Прохожие на широких мостовых Тириона изумленно косились на почтившего город своим присутствием Владыку и гордо вышагивающую рядом с ним Фэйниель…
…Вэридэ Элинхоару Н'лайрэ, Королева Древних, прекраснейшая из айнуров, примеряла новое ожерелье, дар Кователя. Огромное, во всю стену покоя, зеркало послушно отразило уложенные в высокую прическу серебристые волосы, искрящиеся при каждом повороте серебристое платье, переплетение матового серебра и туманно-переливчатых камней на безукоризненной шее. Темно-синие глаза сверкали ярче самоцветов в ожерелье. Да, Аллан превзошел сам себя. Или это придумала его новая ученица? То маленькое уродливое существо? Бедное дитя…
* * *
Платье, лежавшее на столике, словно просило: «примерь меня». Чудесное платье, белое, искусно расшитое цветами и травами по горловине и подолу, с узкими рукавами и струящейся юбкой. Я задумчиво погладила мягкую ткань и усмехнулась. Так вот на что намекала мачеха, многозначительно улыбаясь и делая страшные глаза, когда шел разговор о Празднике Урожая. Отец стойко отмалчивался, братцы деловито очищали тарелки: Нолофинвэ — демонстративно не прислушиваясь к «женской болтовне», Арафинвэ, по своему обыкновению, витая в облаках. Вряд ли наше златокудрое «сокровище» замечало, что именно ест. В голове маленького паршивца вызревала очередная душещипательная баллада. Убила б за такие песни! Его же лютней.
Скривившись, я надела платье и отдернула с зеркала тряпку (вездесущая пыль и собственный дивный облик по утрам — что может быть хуже? Разве что Дагор Дагоррат, Последняя Битва, коим нас любил пугать Деглин-Воитель). Да, чудный подарок. И, что называется, от чистого сердца… Зеркало, вышедшее из рук моего наставника, не лжет, — с его мерцающей поверхности на меня смотрела высокая девица с заплетенной на скорую руку косой, цветом не уступавшей снегу, угрюмо поджатыми губами и мучнисто-бледным лицом. Печальный призрак, да и только. Платье на этой образине висит мешком, хотя вроде бы и моего размера… и смотрится столь же уместно, как намотанные на меч кружева. Обвинять Индис бесполезно, она всегда желала мне добра и искренне пыталась помочь несчастной сироте — на свой лад. Эру с ней, умом жена отца никогда не блистала.
Дверь осторожно приоткрылась — Индис, кто же еще… Я спешно сменила брезгливую гримасу на дружелюбную улыбку.

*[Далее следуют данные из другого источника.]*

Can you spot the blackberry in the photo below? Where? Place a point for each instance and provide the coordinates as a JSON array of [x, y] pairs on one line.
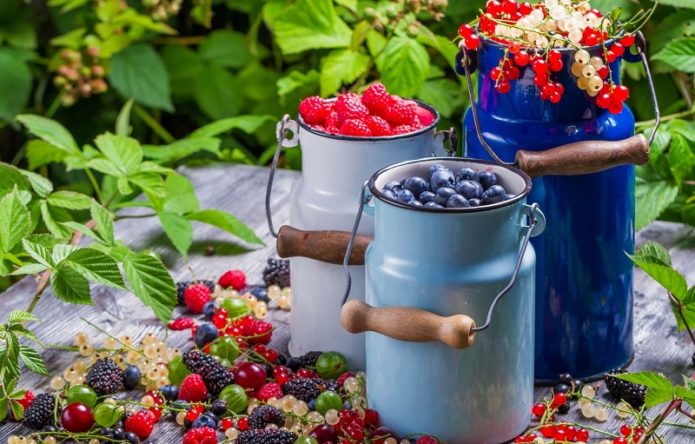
[[300, 388], [263, 415], [629, 392], [40, 412], [277, 272], [182, 285], [105, 377], [266, 436], [214, 374]]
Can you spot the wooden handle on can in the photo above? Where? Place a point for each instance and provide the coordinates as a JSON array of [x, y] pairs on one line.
[[584, 157], [408, 324], [325, 246]]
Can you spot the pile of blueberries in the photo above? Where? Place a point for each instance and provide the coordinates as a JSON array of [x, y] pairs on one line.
[[448, 189]]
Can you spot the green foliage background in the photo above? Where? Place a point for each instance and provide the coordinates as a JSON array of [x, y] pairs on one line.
[[187, 63]]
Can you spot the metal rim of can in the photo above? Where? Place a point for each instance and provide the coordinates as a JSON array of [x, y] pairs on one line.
[[423, 130], [522, 195]]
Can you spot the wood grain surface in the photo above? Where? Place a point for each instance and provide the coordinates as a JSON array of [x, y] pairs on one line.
[[240, 189]]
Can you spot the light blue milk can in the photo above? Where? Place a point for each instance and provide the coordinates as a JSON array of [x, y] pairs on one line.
[[429, 274]]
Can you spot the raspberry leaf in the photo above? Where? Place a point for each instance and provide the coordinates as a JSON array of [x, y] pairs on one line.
[[150, 281]]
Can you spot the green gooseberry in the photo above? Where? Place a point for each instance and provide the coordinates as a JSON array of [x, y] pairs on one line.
[[83, 394], [328, 400], [236, 398]]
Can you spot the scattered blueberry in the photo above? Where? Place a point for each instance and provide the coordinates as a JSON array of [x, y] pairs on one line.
[[469, 189], [170, 392], [206, 332], [131, 377], [405, 196], [205, 420], [457, 201], [443, 194], [487, 179], [493, 194], [427, 196], [209, 310], [442, 178], [416, 185]]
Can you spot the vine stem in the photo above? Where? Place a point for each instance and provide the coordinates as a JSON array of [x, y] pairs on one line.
[[46, 275], [673, 405]]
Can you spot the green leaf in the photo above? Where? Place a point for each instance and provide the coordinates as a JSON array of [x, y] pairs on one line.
[[151, 283], [681, 158], [70, 200], [666, 276], [50, 131], [123, 120], [17, 316], [653, 197], [227, 222], [40, 153], [182, 148], [341, 66], [15, 221], [96, 266], [39, 184], [249, 124], [138, 72], [404, 66], [70, 286], [32, 359], [40, 253], [310, 24], [104, 222], [226, 48], [178, 230], [180, 195], [15, 84], [124, 152], [218, 93], [679, 53]]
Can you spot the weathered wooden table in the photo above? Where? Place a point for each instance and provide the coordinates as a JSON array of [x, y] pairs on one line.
[[240, 189]]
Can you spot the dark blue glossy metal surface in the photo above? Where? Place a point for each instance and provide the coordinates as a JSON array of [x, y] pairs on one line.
[[583, 276]]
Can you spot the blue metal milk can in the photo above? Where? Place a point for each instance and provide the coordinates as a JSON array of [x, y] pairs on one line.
[[584, 277], [429, 273]]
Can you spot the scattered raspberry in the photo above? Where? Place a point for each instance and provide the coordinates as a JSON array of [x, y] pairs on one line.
[[424, 115], [233, 278], [376, 98], [141, 423], [27, 399], [354, 127], [200, 435], [269, 390], [193, 389], [400, 112], [314, 110], [196, 296], [349, 106], [182, 323], [379, 127]]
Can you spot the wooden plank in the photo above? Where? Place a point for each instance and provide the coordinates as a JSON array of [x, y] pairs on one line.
[[241, 190]]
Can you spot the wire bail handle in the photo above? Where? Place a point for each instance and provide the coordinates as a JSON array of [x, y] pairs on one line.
[[287, 135], [469, 64]]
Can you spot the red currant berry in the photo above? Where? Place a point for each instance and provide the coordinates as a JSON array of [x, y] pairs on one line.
[[525, 8], [628, 40], [77, 418], [472, 42], [466, 30], [503, 86], [509, 6], [538, 410], [521, 58]]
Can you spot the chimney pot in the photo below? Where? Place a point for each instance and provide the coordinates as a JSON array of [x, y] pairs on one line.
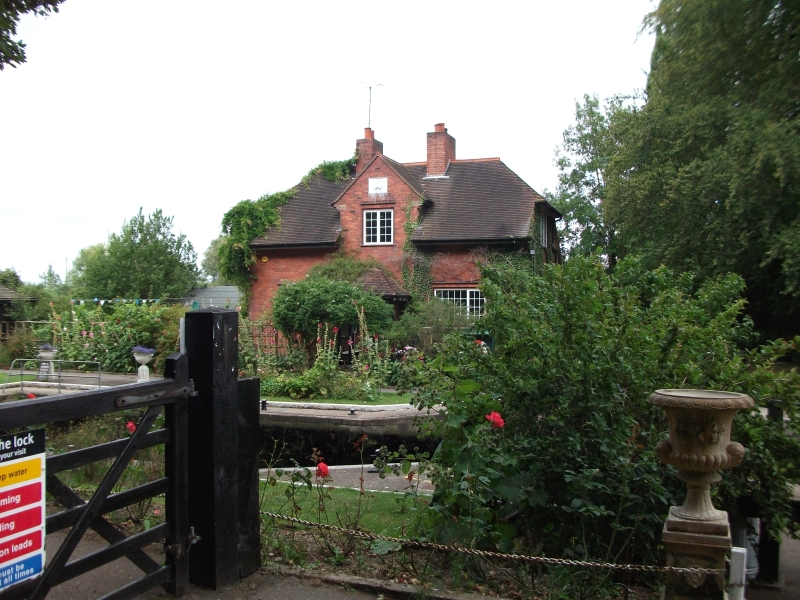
[[367, 148], [441, 150]]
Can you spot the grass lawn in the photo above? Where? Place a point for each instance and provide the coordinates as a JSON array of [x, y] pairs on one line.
[[384, 513], [14, 377], [386, 398]]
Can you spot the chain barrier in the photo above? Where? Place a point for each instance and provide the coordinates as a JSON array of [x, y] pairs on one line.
[[500, 555]]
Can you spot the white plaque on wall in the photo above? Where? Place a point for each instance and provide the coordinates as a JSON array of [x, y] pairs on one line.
[[378, 185]]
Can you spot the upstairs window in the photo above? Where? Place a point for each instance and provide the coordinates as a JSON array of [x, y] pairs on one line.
[[378, 227], [470, 301], [544, 230]]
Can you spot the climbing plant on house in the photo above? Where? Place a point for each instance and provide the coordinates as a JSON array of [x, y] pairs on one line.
[[252, 218]]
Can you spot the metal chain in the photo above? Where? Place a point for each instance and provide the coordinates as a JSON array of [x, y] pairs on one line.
[[501, 555]]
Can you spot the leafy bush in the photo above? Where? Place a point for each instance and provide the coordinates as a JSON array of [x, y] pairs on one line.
[[578, 352], [107, 335], [298, 308], [424, 324], [22, 345]]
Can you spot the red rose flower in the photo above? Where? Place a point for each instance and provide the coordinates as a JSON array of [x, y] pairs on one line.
[[495, 419]]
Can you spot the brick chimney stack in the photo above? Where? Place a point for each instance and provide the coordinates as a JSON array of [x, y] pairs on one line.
[[441, 150], [367, 148]]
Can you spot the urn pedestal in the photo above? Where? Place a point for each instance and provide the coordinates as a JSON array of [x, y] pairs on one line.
[[143, 358], [697, 534]]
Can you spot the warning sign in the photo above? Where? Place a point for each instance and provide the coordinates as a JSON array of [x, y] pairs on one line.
[[22, 511]]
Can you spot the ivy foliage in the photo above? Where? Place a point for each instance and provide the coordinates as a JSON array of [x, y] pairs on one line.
[[298, 308], [334, 170], [251, 218], [416, 266], [577, 353], [240, 226]]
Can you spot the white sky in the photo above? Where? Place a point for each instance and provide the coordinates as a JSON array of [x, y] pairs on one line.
[[192, 106]]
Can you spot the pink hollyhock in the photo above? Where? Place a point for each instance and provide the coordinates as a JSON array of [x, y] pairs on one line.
[[495, 419]]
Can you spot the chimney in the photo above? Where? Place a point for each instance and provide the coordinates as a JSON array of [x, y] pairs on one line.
[[441, 150], [367, 149]]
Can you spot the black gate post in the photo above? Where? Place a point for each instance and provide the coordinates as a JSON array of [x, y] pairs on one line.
[[249, 449], [214, 507]]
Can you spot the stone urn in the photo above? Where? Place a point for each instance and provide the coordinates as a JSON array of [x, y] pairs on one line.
[[700, 443], [697, 534], [143, 358], [47, 354]]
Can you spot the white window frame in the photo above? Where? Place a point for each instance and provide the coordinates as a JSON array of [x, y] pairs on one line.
[[470, 300], [380, 237]]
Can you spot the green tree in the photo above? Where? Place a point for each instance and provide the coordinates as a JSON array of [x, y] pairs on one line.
[[708, 177], [50, 279], [12, 52], [210, 264], [583, 161], [145, 260], [578, 350], [10, 278]]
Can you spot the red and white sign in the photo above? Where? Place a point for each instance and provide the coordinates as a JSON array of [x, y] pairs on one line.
[[22, 510]]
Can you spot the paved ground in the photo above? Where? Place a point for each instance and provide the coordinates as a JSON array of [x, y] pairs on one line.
[[349, 477], [256, 587]]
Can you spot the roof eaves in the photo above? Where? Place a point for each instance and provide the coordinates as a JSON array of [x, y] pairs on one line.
[[504, 240], [259, 245]]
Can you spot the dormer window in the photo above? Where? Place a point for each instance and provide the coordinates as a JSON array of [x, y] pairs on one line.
[[544, 230], [378, 227]]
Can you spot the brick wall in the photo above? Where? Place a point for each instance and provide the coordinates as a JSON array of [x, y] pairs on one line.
[[454, 266], [281, 265], [351, 215]]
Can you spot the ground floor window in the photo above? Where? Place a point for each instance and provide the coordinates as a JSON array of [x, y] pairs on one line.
[[470, 300]]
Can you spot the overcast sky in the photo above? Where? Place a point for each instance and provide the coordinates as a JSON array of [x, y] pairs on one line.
[[192, 106]]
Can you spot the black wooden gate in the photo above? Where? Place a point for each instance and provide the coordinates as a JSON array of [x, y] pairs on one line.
[[170, 395]]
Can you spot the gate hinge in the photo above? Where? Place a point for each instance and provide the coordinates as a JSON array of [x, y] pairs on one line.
[[192, 538], [178, 549]]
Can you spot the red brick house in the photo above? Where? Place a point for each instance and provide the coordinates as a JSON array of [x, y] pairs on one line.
[[427, 222]]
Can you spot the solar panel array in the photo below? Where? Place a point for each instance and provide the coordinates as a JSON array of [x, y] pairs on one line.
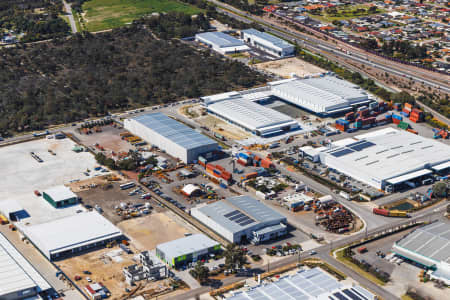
[[361, 145], [174, 130], [239, 218], [432, 241], [305, 285]]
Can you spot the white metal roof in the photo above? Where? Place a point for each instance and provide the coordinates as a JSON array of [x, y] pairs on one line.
[[409, 176], [268, 38], [251, 115], [186, 245], [305, 285], [219, 39], [9, 206], [190, 188], [385, 154], [60, 193], [440, 167], [70, 232], [16, 273]]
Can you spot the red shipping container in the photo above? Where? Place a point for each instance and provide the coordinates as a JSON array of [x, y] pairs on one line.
[[382, 212], [219, 167]]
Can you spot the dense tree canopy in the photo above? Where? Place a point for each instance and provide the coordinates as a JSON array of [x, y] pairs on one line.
[[90, 75]]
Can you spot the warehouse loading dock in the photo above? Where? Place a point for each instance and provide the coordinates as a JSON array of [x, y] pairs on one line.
[[169, 135]]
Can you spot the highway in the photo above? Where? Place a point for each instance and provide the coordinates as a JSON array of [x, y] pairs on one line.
[[317, 45]]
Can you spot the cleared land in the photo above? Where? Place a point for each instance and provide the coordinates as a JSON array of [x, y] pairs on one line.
[[147, 232], [22, 174], [107, 14], [107, 271], [227, 130], [287, 67]]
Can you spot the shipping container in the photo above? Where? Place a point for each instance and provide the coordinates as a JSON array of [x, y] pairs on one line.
[[382, 212]]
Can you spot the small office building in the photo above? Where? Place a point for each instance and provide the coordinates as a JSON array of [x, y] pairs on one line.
[[242, 219], [60, 196], [268, 43], [188, 249]]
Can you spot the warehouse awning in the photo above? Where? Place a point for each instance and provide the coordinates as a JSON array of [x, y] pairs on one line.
[[441, 166], [409, 176]]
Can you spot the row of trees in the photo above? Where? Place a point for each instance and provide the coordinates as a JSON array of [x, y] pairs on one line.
[[37, 19], [91, 75]]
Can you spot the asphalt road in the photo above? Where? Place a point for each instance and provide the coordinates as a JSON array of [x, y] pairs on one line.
[[318, 45]]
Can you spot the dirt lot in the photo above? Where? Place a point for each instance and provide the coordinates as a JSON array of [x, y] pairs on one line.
[[286, 67], [147, 232], [228, 131], [109, 138], [105, 270], [108, 197]]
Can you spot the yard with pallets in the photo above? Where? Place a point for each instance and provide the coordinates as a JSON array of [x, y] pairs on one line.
[[106, 14]]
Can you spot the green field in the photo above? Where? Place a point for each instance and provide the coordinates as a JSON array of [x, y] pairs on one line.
[[107, 14]]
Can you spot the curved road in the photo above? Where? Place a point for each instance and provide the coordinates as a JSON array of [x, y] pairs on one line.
[[316, 44]]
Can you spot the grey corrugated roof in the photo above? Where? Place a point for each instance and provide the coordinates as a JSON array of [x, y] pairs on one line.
[[175, 131], [255, 209], [220, 39], [186, 245], [268, 37]]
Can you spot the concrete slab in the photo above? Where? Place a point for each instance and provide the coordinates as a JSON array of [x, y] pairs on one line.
[[22, 174]]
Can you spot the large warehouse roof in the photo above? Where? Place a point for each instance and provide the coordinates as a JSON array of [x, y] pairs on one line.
[[186, 245], [250, 114], [220, 39], [269, 38], [175, 131], [384, 155], [16, 273], [325, 94], [239, 213], [305, 285], [427, 245], [71, 232]]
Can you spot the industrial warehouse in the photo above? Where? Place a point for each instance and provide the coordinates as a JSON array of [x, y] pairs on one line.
[[248, 115], [182, 251], [305, 285], [385, 159], [75, 234], [268, 43], [171, 136], [323, 96], [221, 42], [18, 279], [428, 246], [242, 219]]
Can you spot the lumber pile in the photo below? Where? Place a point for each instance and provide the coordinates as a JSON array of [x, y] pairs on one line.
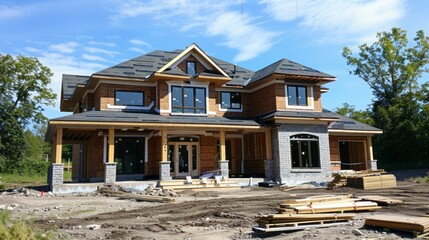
[[369, 179], [399, 222], [326, 204], [290, 222], [313, 212], [380, 200]]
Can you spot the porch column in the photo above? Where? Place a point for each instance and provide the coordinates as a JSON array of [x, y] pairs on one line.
[[164, 165], [224, 168], [56, 170], [269, 162], [372, 163], [110, 165]]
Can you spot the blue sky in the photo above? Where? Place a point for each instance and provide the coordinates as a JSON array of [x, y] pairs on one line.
[[82, 37]]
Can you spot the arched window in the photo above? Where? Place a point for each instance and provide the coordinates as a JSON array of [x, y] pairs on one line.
[[305, 151]]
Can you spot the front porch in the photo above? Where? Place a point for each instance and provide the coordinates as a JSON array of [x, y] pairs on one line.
[[114, 152]]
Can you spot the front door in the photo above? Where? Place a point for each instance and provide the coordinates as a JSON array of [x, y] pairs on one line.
[[184, 159]]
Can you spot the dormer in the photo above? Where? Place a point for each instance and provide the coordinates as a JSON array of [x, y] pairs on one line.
[[192, 64]]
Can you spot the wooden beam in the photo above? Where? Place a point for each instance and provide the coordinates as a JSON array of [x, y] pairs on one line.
[[58, 146], [164, 145], [111, 155], [268, 152], [222, 145]]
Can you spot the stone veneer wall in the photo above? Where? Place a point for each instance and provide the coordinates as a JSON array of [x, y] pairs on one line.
[[282, 154]]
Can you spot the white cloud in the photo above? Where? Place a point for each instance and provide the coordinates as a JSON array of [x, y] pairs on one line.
[[250, 40], [214, 18], [8, 12], [338, 21], [94, 58], [106, 44], [68, 47], [136, 49], [140, 42], [100, 50]]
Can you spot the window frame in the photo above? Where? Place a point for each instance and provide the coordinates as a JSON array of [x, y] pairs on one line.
[[183, 108], [239, 109], [128, 91], [312, 141], [195, 68]]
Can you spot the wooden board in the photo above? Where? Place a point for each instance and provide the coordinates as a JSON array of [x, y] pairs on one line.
[[399, 222], [385, 201], [284, 229]]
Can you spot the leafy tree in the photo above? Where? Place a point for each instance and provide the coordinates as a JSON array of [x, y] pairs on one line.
[[392, 68], [23, 93]]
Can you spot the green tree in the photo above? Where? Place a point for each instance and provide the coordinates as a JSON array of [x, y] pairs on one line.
[[392, 68], [23, 94]]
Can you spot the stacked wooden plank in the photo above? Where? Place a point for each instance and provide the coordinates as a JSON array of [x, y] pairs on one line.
[[327, 204], [284, 222], [399, 222], [369, 179], [313, 212], [381, 200]]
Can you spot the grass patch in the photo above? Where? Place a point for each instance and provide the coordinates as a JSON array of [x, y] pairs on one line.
[[20, 229]]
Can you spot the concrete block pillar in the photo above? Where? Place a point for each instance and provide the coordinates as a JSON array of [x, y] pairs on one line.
[[269, 170], [110, 173], [224, 168], [164, 171], [55, 176]]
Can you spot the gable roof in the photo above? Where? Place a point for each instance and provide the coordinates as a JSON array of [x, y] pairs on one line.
[[189, 50], [142, 66], [288, 67]]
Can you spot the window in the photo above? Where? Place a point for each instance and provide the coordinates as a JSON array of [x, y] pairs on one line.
[[297, 95], [305, 151], [129, 98], [188, 99], [230, 100], [191, 68]]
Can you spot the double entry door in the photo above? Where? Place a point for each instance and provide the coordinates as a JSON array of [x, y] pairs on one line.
[[183, 157]]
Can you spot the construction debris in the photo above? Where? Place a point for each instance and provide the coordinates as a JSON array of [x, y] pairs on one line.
[[369, 179], [399, 222]]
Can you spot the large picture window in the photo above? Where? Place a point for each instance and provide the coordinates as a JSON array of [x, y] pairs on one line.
[[128, 98], [305, 151], [188, 99], [230, 100], [297, 95], [191, 68]]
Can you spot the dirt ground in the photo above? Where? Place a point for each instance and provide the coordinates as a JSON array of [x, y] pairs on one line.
[[201, 215]]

Мачеха всплеснула руками — как, до начала праздника два часа, а я еще не готова? «Ах, видит Эру, нельзя быть такой равнодушной!» Усадив меня на стул, она вооружилась гребнем и шкатулкой с драгоценностями. Закрыв глаза, чтобы не смотреть лишний раз в зеркало, и стараясь не вздрагивать от прикосновения чужих рук, я слушала шелест ее платья и тихие вздохи…
…Из дворца мы выходили вместе: впереди — отец с мачехой. Король и королева. Величественные и прекрасные. Индис сияла, словно драгоценная статуэтка моей работы, пышные золотистые волосы переплетены цепочками с крохотными капельками алмазов, платье небесной голубизны, огромные голубые глаза, ласковая и безмятежная улыбка. Отец, со строгим обручем на гордой голове… Черные волосы падают на синюю мантию… Братья: старательно копирующий походку отца Нолофинвэ, надменно задравший нос (право слово, иногда следует все же смотреть под ноги — а вдруг камешек?), исполненный достоинства Арафинвэ, с неизменной лютней за плечами. Сладкоголосый наш… И впереди братьев — я. Словно кол проглотив. Об особенности моего взгляда промолчу. Мачеха лучше выразилась: «Ты, дитя мое, и птицу на лету заморозишь». Мастер цеха ювелиров, ученица самого Аллана. Ненормальная — какая нормальная девушка выберет делом своей жизни столь «неженскую» работу? Уважаемая — кто сделает лучше? Выше голову, Фэйниель!
Наш путь лежал к Вратам Переноса — арке на главной площади, пройдя сквозь которую, силой волшебства Древних мы оказались бы в Валмаре, городе Владык. Врата открывались лишь по большим праздникам, чтобы все подданные Короля Мира смогли попасть в город, не тратя времени на дорогу.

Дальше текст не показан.